I recognize sticking to free software in principle. But principles can be taken too far:
- If you refuse all non-free software, how do you connect to the Internet? The firmware of your machine's Wi-Fi radio is probably not free software. For example, in the United States, FCC rules require radio transmitter manufacturers to secure the firmware against changes that could cause it to violate Part 15.
- If you refuse all non-free software, how did you get into the NES in the first place? NES games published prior to 1997 were not free software.
The disk space complaint is one I find somewhat legitimate. But I need more information before I can forward it to the experts at UNIX & Linux Stack Exchange. Here's what I have so far; it's missing the distribution and the size of the disk.
How can I run 32-bit Wine on 64-bit Linux with minimal disk space?

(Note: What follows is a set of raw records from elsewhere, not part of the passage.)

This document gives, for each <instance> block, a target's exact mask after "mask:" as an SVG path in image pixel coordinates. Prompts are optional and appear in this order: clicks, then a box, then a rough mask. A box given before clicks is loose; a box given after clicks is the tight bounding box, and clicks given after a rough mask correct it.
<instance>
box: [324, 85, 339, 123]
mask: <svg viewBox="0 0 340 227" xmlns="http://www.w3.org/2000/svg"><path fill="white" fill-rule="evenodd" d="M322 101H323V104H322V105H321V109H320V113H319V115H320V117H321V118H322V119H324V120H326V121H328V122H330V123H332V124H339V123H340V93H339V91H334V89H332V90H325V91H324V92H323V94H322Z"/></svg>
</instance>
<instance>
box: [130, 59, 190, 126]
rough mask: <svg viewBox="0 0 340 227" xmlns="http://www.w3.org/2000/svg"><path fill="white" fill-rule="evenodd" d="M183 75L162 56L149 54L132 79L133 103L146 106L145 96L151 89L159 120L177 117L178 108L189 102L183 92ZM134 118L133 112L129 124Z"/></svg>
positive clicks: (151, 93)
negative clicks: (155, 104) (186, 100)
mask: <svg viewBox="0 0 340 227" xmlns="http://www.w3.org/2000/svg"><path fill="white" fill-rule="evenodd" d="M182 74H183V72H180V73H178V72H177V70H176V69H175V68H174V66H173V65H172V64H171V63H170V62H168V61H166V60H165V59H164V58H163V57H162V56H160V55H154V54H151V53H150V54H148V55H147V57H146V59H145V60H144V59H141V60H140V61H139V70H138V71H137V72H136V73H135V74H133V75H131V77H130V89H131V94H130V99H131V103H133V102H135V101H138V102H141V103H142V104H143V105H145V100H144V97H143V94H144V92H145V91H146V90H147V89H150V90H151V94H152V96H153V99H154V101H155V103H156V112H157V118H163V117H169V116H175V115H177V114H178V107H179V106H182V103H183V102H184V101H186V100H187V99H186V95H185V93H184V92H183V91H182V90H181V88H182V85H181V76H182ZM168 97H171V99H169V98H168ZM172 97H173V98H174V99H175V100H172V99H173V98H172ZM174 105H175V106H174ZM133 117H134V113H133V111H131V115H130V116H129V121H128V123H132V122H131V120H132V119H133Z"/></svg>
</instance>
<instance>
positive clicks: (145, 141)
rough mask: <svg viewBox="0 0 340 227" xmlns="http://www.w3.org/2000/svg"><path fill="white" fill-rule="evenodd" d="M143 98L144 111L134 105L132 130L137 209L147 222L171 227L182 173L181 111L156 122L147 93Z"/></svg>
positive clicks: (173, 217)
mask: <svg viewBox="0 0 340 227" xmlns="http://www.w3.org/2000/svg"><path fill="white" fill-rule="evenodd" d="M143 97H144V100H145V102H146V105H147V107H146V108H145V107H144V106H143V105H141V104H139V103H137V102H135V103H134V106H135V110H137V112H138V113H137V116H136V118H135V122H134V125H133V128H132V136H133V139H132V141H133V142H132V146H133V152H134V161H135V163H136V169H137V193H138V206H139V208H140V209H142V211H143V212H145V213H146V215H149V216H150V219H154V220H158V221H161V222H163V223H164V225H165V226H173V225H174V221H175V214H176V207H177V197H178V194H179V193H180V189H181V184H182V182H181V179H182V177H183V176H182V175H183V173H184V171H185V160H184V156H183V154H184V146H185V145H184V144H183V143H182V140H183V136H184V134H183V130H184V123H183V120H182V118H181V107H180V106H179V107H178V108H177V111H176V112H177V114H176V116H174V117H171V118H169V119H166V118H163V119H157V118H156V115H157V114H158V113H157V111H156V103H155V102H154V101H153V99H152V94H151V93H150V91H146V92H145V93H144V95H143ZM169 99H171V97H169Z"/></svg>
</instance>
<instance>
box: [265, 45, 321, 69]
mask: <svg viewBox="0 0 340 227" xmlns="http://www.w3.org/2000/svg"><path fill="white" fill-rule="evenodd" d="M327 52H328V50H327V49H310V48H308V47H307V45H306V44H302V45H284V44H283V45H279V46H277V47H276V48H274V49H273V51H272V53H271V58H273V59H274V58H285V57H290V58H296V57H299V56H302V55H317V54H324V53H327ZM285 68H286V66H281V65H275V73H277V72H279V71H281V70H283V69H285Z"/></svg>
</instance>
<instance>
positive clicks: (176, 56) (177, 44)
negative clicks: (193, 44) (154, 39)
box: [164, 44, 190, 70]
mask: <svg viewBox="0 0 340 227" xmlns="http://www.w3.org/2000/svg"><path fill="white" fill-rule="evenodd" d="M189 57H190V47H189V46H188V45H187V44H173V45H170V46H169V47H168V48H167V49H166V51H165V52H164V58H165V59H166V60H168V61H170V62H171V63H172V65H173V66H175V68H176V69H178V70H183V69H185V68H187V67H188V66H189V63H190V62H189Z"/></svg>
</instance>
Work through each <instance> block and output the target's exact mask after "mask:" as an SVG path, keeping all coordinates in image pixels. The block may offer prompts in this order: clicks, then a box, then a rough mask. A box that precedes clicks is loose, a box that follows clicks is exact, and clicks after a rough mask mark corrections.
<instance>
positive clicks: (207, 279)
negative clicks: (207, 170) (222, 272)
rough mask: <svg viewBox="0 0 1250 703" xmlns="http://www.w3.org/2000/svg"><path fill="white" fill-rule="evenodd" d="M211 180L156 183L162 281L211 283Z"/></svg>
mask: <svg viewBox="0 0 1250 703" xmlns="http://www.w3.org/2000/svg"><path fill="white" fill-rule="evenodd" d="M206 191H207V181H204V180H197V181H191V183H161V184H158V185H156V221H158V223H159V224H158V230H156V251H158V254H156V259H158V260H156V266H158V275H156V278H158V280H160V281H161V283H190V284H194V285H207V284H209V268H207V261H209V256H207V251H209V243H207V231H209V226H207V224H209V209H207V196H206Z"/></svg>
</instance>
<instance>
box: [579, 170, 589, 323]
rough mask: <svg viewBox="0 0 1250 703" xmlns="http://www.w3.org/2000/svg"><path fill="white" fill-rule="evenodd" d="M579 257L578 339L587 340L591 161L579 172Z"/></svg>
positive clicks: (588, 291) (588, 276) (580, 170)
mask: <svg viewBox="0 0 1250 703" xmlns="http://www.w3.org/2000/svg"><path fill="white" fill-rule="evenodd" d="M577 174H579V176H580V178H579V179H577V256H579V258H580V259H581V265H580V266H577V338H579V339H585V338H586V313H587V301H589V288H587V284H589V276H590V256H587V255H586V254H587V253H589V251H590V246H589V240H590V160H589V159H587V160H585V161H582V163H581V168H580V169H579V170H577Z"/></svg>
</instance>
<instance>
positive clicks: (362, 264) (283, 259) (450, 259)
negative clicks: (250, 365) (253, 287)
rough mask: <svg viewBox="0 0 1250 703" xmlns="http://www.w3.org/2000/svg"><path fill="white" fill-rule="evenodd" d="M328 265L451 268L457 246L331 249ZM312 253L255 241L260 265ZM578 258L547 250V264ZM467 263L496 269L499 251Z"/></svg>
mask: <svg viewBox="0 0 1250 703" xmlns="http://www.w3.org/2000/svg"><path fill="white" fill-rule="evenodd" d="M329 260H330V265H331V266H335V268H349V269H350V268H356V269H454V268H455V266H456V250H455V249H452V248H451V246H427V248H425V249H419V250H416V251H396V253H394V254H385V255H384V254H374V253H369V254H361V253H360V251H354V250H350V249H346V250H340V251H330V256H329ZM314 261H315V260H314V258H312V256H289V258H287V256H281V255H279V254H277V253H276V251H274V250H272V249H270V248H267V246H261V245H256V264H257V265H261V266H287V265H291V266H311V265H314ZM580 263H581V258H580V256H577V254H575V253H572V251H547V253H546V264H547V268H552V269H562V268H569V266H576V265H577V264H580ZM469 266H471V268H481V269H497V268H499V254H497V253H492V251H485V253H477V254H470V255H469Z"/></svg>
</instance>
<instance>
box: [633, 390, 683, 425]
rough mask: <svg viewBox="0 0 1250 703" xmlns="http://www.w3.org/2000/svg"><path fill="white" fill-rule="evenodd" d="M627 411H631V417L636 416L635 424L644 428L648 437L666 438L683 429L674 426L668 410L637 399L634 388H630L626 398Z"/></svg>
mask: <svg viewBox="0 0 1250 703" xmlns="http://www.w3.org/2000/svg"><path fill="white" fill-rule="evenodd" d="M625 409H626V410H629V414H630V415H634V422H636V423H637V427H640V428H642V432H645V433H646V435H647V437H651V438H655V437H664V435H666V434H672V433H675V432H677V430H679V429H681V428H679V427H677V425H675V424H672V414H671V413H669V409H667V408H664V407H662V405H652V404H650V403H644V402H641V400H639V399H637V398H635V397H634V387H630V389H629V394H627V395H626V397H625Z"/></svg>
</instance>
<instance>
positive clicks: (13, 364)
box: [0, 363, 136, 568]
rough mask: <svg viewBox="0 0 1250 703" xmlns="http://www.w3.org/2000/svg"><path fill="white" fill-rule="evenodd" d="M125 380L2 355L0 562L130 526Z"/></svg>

I want to run a free 32-bit Windows application (FCEUX debugger for Windows) on my 64-bit PC with an [unspecified size] HDD running [unspecified distribution] Linux. How can I set up a minimal environment to run Wine? Would a chroot work?
I tried running FCEUX for Linux, but unlike the Windows version of FCEUX, the SDL version of FCEUX lacks any debugging capability. I don't want to run FCEUX for Windows in Windows because Windows is non-free, and I don't want to install any non-free software on my PC. I considered Wine, and I have reports elsewhere that FCEUX for Windows works well in Wine, but I don't want to install several gigabytes of 32-bit support libraries into my 64-bit operating system.